[Beignet] [PATCH V2] GBE: Optimize the bool register allocation/processing.
Zhigang Gong
zhigang.gong at linux.intel.com
Mon Mar 31 19:59:38 PDT 2014
Some example of the instruction count change after this patch:
We use the luxmark's median sala scene as the example. And without
setting any environment variable:
The result is as below:
(insnCnt*2) master ifendif boolopt to master to ifendif
Intersect0 1848 1754 1524 -18% -13%
Intersect1 4026 3720 3336 -17% -10%
Init 9504 9396 8678 -9% -7%
Advance 126264 127940 118008 -6% -8%
Sampler 10560 10426 9672 -8% -7%
InitFrame 86 94 90 +0.5% -5%
You can see that almost all kernels get obvious instruction reduction.
On Tue, Apr 01, 2014 at 10:10:19AM +0800, Zhigang Gong wrote:
> From: Zhigang Gong <zhigang.gong at gmail.com>
>
> Previously, we have a global flag allocation implemntation.
> After some analysis, I found the global flag allocation is not
> the best solution here.
> As for the cross block reference of bool value, we have to
> combine it with current emask. There is no obvious advantage to
> allocate deadicate physical flag register for those cross block usage.
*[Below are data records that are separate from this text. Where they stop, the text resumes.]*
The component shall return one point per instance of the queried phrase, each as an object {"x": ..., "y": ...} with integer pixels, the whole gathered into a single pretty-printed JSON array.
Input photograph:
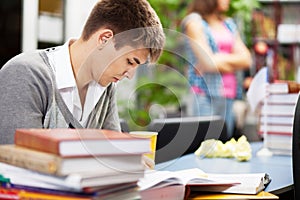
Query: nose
[{"x": 130, "y": 73}]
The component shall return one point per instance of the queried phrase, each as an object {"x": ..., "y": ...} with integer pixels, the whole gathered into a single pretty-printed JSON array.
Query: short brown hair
[
  {"x": 125, "y": 15},
  {"x": 203, "y": 7}
]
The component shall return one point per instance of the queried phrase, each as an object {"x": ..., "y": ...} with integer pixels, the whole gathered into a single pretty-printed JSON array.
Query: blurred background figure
[{"x": 216, "y": 55}]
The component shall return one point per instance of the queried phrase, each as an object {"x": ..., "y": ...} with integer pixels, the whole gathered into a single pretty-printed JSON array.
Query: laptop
[{"x": 179, "y": 136}]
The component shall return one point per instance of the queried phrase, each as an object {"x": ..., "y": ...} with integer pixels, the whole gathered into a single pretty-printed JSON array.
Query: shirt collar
[{"x": 63, "y": 68}]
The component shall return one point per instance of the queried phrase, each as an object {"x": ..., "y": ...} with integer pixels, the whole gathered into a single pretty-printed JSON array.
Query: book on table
[
  {"x": 60, "y": 166},
  {"x": 81, "y": 142},
  {"x": 278, "y": 109},
  {"x": 196, "y": 180},
  {"x": 75, "y": 182},
  {"x": 251, "y": 183}
]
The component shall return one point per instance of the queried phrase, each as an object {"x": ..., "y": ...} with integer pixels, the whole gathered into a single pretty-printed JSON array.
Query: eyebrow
[{"x": 137, "y": 61}]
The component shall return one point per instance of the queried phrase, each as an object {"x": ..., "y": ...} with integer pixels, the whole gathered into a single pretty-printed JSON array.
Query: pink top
[{"x": 225, "y": 40}]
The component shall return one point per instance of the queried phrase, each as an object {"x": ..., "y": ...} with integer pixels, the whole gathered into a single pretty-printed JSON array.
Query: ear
[{"x": 104, "y": 36}]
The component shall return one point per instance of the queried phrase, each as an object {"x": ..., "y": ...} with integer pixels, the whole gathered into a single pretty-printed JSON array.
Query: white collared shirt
[{"x": 60, "y": 62}]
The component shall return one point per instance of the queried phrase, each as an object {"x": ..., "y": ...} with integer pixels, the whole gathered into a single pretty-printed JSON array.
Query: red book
[{"x": 81, "y": 142}]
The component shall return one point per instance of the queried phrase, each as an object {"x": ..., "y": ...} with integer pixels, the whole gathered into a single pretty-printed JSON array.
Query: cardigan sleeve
[{"x": 23, "y": 99}]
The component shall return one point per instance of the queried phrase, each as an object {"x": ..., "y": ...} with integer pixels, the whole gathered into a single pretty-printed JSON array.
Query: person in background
[
  {"x": 73, "y": 85},
  {"x": 216, "y": 52}
]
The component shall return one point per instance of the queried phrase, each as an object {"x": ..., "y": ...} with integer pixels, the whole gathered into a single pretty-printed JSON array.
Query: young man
[{"x": 74, "y": 85}]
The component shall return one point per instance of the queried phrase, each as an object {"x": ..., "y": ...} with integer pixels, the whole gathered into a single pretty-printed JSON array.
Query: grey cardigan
[{"x": 29, "y": 98}]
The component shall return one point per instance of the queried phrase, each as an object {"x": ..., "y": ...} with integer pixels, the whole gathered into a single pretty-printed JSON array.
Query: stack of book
[
  {"x": 277, "y": 116},
  {"x": 72, "y": 163}
]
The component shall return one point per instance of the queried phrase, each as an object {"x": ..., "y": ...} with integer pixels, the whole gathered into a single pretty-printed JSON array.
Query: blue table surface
[{"x": 278, "y": 167}]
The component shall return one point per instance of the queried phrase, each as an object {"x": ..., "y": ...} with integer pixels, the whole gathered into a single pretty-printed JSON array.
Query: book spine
[
  {"x": 37, "y": 143},
  {"x": 44, "y": 164}
]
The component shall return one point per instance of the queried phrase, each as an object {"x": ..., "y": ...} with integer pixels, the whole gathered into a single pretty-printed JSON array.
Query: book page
[
  {"x": 192, "y": 176},
  {"x": 250, "y": 183}
]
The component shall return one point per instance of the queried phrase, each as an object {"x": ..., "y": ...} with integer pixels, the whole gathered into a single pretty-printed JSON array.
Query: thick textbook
[
  {"x": 75, "y": 182},
  {"x": 56, "y": 165},
  {"x": 81, "y": 142}
]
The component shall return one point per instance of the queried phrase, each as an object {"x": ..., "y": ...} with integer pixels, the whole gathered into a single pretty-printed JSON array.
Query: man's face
[{"x": 123, "y": 63}]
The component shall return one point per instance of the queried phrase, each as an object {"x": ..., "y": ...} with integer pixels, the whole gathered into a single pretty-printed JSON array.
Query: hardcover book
[
  {"x": 56, "y": 165},
  {"x": 81, "y": 142}
]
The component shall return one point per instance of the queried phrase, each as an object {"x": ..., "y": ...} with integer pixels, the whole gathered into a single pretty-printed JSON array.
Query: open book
[
  {"x": 188, "y": 177},
  {"x": 251, "y": 183},
  {"x": 196, "y": 180}
]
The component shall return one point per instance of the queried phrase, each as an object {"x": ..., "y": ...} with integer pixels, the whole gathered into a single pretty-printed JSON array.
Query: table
[{"x": 278, "y": 167}]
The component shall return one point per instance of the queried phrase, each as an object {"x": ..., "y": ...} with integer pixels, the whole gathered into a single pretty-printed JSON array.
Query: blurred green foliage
[{"x": 168, "y": 86}]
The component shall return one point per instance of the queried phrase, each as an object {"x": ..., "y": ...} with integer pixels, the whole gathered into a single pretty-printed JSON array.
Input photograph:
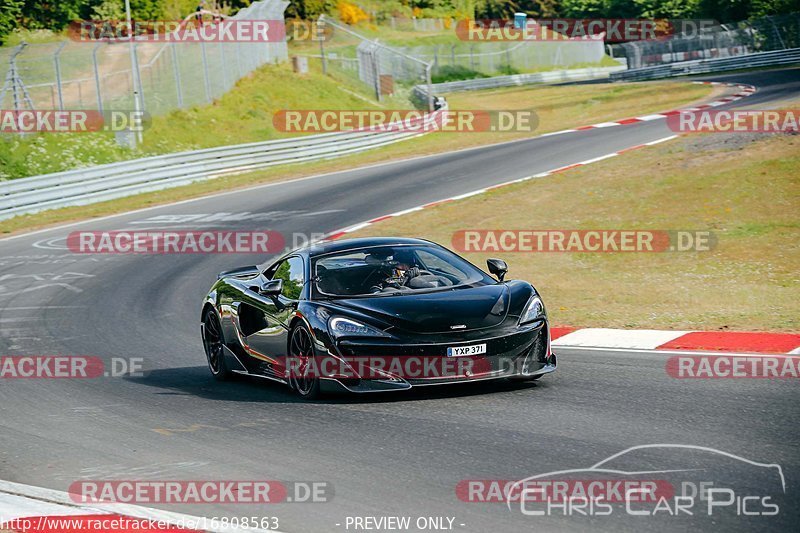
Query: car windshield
[{"x": 393, "y": 270}]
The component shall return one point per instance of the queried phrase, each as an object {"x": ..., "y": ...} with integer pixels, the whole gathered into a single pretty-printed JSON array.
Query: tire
[
  {"x": 301, "y": 349},
  {"x": 213, "y": 343}
]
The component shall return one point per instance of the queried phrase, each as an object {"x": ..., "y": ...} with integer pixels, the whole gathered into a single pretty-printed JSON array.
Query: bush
[{"x": 455, "y": 73}]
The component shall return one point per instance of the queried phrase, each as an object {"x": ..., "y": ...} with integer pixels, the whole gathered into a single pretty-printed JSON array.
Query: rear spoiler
[{"x": 241, "y": 272}]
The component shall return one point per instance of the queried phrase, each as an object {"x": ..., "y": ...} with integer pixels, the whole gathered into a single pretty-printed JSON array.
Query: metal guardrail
[
  {"x": 116, "y": 180},
  {"x": 704, "y": 66},
  {"x": 555, "y": 76}
]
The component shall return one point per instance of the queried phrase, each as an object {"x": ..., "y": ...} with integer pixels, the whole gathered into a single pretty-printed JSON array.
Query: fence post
[
  {"x": 57, "y": 62},
  {"x": 321, "y": 31},
  {"x": 377, "y": 69},
  {"x": 207, "y": 83},
  {"x": 97, "y": 77},
  {"x": 223, "y": 69},
  {"x": 176, "y": 71},
  {"x": 428, "y": 69}
]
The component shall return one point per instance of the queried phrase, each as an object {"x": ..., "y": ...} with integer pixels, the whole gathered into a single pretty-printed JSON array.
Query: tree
[{"x": 10, "y": 11}]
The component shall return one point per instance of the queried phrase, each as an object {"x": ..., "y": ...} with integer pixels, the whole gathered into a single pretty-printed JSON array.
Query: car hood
[{"x": 435, "y": 312}]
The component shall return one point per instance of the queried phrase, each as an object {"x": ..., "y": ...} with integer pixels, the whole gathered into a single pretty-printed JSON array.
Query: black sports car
[{"x": 379, "y": 314}]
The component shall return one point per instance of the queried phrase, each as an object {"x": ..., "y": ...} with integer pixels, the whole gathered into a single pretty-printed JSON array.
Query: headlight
[
  {"x": 533, "y": 311},
  {"x": 346, "y": 327}
]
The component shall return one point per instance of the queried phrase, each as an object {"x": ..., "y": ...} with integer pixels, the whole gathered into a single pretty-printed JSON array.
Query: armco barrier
[
  {"x": 705, "y": 66},
  {"x": 555, "y": 76},
  {"x": 116, "y": 180}
]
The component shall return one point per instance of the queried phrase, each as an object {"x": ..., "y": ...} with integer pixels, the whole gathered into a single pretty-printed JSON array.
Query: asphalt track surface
[{"x": 384, "y": 455}]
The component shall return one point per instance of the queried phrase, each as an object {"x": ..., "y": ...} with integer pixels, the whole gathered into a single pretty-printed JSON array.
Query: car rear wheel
[
  {"x": 302, "y": 370},
  {"x": 213, "y": 342}
]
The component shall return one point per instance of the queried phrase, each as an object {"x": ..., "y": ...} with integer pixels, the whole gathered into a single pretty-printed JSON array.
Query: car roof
[{"x": 326, "y": 247}]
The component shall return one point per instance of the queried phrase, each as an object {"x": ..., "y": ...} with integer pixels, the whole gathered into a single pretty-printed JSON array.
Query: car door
[{"x": 268, "y": 321}]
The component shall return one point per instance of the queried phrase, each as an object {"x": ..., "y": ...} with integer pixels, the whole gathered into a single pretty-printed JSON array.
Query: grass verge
[
  {"x": 561, "y": 107},
  {"x": 745, "y": 189}
]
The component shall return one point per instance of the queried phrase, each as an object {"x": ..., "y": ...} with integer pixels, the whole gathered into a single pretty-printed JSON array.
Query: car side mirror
[
  {"x": 498, "y": 267},
  {"x": 271, "y": 288}
]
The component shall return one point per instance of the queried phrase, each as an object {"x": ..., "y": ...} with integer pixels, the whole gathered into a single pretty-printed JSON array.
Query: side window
[{"x": 291, "y": 272}]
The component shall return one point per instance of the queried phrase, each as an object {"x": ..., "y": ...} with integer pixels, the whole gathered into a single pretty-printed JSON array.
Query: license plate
[{"x": 460, "y": 351}]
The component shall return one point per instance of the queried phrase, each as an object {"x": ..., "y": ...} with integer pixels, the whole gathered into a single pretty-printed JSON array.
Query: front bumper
[{"x": 519, "y": 353}]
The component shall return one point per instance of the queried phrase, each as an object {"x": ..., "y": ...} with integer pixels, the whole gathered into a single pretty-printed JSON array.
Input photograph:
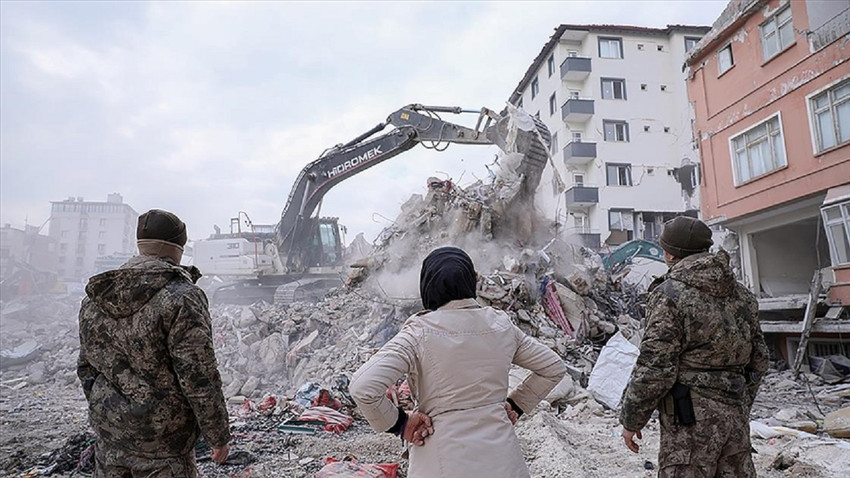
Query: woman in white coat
[{"x": 457, "y": 355}]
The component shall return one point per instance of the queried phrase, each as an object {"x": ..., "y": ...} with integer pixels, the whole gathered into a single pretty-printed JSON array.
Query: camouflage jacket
[
  {"x": 147, "y": 362},
  {"x": 703, "y": 331}
]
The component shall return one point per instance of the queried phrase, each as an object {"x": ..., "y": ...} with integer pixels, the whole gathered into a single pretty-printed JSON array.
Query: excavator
[{"x": 301, "y": 257}]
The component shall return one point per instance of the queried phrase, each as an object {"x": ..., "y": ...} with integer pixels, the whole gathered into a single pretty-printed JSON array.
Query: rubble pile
[{"x": 39, "y": 341}]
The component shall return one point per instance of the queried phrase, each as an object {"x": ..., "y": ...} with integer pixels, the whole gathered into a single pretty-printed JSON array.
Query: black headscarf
[{"x": 447, "y": 274}]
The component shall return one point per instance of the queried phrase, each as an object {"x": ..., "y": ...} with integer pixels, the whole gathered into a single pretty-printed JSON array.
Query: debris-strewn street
[{"x": 285, "y": 369}]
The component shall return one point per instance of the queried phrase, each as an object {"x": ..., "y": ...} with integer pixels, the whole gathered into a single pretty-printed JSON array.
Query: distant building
[
  {"x": 614, "y": 98},
  {"x": 770, "y": 87},
  {"x": 88, "y": 230}
]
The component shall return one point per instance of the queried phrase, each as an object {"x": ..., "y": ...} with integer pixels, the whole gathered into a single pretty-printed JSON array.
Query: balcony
[
  {"x": 575, "y": 68},
  {"x": 581, "y": 196},
  {"x": 577, "y": 110},
  {"x": 578, "y": 152}
]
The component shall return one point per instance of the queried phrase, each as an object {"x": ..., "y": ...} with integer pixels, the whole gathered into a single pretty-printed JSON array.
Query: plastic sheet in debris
[
  {"x": 335, "y": 421},
  {"x": 611, "y": 373},
  {"x": 352, "y": 469}
]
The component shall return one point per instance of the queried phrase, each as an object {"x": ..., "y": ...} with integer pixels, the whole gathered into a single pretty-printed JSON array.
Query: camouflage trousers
[
  {"x": 115, "y": 463},
  {"x": 717, "y": 445}
]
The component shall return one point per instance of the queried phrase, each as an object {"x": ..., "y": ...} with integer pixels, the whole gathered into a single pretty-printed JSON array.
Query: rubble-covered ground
[{"x": 274, "y": 357}]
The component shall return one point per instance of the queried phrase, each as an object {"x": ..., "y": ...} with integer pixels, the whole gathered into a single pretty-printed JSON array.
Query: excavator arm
[{"x": 413, "y": 124}]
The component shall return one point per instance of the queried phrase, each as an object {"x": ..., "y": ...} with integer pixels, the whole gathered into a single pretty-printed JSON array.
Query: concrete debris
[
  {"x": 278, "y": 362},
  {"x": 837, "y": 423}
]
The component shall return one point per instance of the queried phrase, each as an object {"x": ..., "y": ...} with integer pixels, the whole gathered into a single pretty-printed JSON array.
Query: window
[
  {"x": 580, "y": 223},
  {"x": 610, "y": 47},
  {"x": 615, "y": 130},
  {"x": 621, "y": 220},
  {"x": 613, "y": 89},
  {"x": 724, "y": 59},
  {"x": 831, "y": 116},
  {"x": 758, "y": 150},
  {"x": 777, "y": 33},
  {"x": 619, "y": 174},
  {"x": 836, "y": 220}
]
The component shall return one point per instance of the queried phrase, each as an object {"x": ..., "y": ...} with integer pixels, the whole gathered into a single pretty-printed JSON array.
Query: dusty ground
[{"x": 581, "y": 441}]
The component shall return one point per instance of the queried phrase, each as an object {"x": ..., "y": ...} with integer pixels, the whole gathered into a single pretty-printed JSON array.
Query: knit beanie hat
[
  {"x": 161, "y": 225},
  {"x": 683, "y": 236}
]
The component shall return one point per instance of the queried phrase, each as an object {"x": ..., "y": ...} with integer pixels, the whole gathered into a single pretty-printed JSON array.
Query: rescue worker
[
  {"x": 457, "y": 355},
  {"x": 147, "y": 364},
  {"x": 701, "y": 361}
]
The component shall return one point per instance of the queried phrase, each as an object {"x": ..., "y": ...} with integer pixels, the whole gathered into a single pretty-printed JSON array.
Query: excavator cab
[{"x": 326, "y": 249}]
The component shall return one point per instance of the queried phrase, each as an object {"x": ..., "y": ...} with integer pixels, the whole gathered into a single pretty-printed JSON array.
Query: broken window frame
[
  {"x": 608, "y": 42},
  {"x": 777, "y": 33},
  {"x": 613, "y": 85},
  {"x": 721, "y": 69},
  {"x": 831, "y": 111},
  {"x": 619, "y": 132},
  {"x": 748, "y": 148},
  {"x": 618, "y": 174},
  {"x": 621, "y": 220},
  {"x": 691, "y": 42},
  {"x": 837, "y": 227}
]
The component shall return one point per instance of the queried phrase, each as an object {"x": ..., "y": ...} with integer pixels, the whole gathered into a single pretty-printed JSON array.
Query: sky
[{"x": 210, "y": 109}]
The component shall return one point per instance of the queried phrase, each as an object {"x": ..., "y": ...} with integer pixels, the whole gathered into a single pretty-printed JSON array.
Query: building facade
[
  {"x": 770, "y": 87},
  {"x": 88, "y": 230},
  {"x": 624, "y": 157}
]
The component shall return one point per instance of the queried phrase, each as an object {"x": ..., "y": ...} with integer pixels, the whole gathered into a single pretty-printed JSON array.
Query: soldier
[
  {"x": 701, "y": 361},
  {"x": 147, "y": 363}
]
> We just need to allocate physical flag within each BB. We need to handle
> the following cases:
>
> 1. The bool's liveness never beyond this BB. And the bool is only used as
> a dst register or a pred register. This bool value could be
> allocated in physical flag only if there is enough physical flag.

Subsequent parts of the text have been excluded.